На лице вновь уменьшившегося до привычных размеров существа появился подобный улыбке оскал из россыпи желтых остроконечных зубов.
– Ты очень смешной. Кто ты такой? Я хочу знать, чьим телом завладею.
– Меня зовут Бруно. Но тебе эта информация не пригодится. И не льсти себе. В прошлый раз застал врасплох. О моем шикарном теле можешь только мечтать. Я раздавлю тебя, а потом устрою тут в этом лесу свой собственный парк развлечений. Жаль, что ты этого уже не увидишь. Тебе бы понравилось. Я вижу, что ты любишь развлекаться…

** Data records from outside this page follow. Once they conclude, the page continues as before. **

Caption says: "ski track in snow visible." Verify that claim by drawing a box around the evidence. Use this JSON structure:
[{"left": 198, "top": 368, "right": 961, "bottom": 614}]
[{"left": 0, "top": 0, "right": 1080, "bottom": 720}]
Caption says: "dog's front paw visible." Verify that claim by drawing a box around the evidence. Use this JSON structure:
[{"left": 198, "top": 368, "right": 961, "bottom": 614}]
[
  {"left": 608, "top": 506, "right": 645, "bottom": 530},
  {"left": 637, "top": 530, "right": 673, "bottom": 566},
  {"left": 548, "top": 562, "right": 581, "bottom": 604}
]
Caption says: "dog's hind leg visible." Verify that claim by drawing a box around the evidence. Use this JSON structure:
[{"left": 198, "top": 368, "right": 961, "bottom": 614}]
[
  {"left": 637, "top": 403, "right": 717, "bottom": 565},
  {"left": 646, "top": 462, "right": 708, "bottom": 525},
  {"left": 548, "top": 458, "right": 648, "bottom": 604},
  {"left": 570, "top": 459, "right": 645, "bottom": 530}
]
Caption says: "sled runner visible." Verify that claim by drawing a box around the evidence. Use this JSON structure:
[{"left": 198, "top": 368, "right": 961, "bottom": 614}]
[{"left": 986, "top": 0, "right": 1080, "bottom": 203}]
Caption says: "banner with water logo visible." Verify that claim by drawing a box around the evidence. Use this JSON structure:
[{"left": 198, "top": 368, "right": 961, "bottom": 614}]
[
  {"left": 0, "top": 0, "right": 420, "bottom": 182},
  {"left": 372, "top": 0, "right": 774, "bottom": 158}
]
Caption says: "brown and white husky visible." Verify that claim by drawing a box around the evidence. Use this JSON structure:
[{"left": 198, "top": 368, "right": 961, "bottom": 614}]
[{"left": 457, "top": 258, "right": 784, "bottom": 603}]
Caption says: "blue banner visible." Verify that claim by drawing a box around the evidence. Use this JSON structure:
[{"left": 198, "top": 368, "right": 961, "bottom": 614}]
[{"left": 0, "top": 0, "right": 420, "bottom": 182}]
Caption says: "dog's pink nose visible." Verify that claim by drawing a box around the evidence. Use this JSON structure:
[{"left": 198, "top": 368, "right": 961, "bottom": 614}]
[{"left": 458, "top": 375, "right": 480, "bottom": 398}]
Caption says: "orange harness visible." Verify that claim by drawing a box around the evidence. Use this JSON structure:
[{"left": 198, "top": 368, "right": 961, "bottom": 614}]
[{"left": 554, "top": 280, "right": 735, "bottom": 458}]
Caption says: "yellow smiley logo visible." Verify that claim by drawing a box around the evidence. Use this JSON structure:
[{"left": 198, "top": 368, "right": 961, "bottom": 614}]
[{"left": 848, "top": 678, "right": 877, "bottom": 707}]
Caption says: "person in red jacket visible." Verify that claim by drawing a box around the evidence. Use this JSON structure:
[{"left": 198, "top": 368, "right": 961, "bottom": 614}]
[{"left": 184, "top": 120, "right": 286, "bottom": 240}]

Не дожидаясь окончания фразы, существо так быстро прыгнуло вперед, что Бруно едва успел выставить перед собой ладони. Острые пальцы снова вонзились в затылок, стараясь либо притянуть сознание юноши, либо разодрать его в клочья. Стало ужасно стыдно, что он вновь попался на тот же прием. Неожиданность, бывшая всегда его собственным главным оружием, теперь уже второй раз играет против него самого. От осознания собственной глупости и непредусмотрительности гнев внутри забурлил и пролился наружу через закрытую крышку. Он схватил яростное существо за маленький подбородок одной рукой и что было сил запрокинул его голову назад. Боль в затылке стала физической. Паразит использовал все свои силы, чтобы проникнуть внутрь, и этих сил было достаточно, чтобы заставить физическую оболочку страдать от ментальной травмы. Пальцы все глубже и глубже погружались в его голову. Существо свирепо ревело, издавая неприятные звуки. Еще одно мгновение, и оно проникнет внутрь. Сил эфира тут, в этой темнице откровенно не хватало, они уже были на исходе. В последнем отчаянном рывке Бруно высвободил руку, до это сдерживавшую небольшое тельце на расстоянии от собственного, и, что было сил, потянулся вверх. Выше и выше, пока наконец не ощутил кольцо сети, опоясывающее поляну по окружности. Концентрированный эфир проник его сознание, и в ту же секунду он создал первое же, что пришло ему в голову. Пламя. Дикий и безудержный огонь в миг охватил его разум и как по цепи в ту же секунду перекинулся на все, что было с ним связано. В оно мгновение паразит вспыхнул и просыпался на пол черной золой. Бруно рухнул на каменные плиты пола внутри теперь уже безжизненного, стремительно разрушающегося сознании. Он поднял вверх дымящееся лицо и увидел, как во всех направлениях тлеет сеть внутри густого эфира. Мотнув головой, он вернулся обратно в собственное тело. Медленно поднявшись на ноги, он переступил через упавшее с кресла безжизненное тело старика, а потом, выйдя сквозь дверной проем, и через огромное тело Стража, лежавшего у порога. Еще очень слабо соображая после произошедшего, он осмотрел казавшиеся теперь гнилыми деревья по всему периметру опушки. Никаких признаков жизни здесь, в этом кишевшем ею несколькими часами ранее, лесу больше не ощущалось. Только один густой эфир, в недоумении повисший в воздухе бледным розовым туманом. Между двух ближайших деревьев откуда-то возникла дверь.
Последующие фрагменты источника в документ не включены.